Was a time, under Jim Crow, a black man couldn’t do nothing but work the sugar, cotton or rice, but with all the young men being called away, and not enough hands to go around, there was plenty of work for everyone left behind — and folks weren’t too choosy about who did it. Couldn’t afford to be, iffin’ they wanted they sugar, which was in short supply, ‘long with gas and all sorts of other things. Everyone was workin’ for the war effort and everything else took second fiddle.
Your ma even got herself a job. Your mama may be able to pass as white to strangers, but she wasn’t exactly getting invites to tea at old Hereford House. Besides, the memory of what they said happened between grandma and her daddy — your namesake — was still in the back of everyone’s mind. That would taint her, and while she had dreams of being a school teacher, she had to settle for being a seamstress, sewing uniforms for the boys going to fight the Nazis.
I guess what I’m trying to tell you, son, is that things were good for us for a while.
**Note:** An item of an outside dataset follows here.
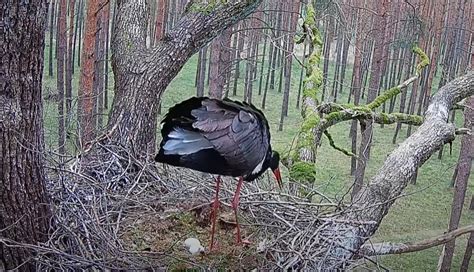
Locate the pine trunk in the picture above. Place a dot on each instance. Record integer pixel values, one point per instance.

We weren’t eatin’ no fancy lobster dinners like the movie stars, but things were quiet and mostly, folks left us alone. I even stopped looking over my shoulder for spooks and secret societies. I lived in the Bayou, did my business in the Bayou, and I never did see any hooded figures holding any secret ceremonies in the swamp. In fact, I didn’t see any hooded figures at all until a week ago, when they pulled me out of that jail cell and tried to kill me.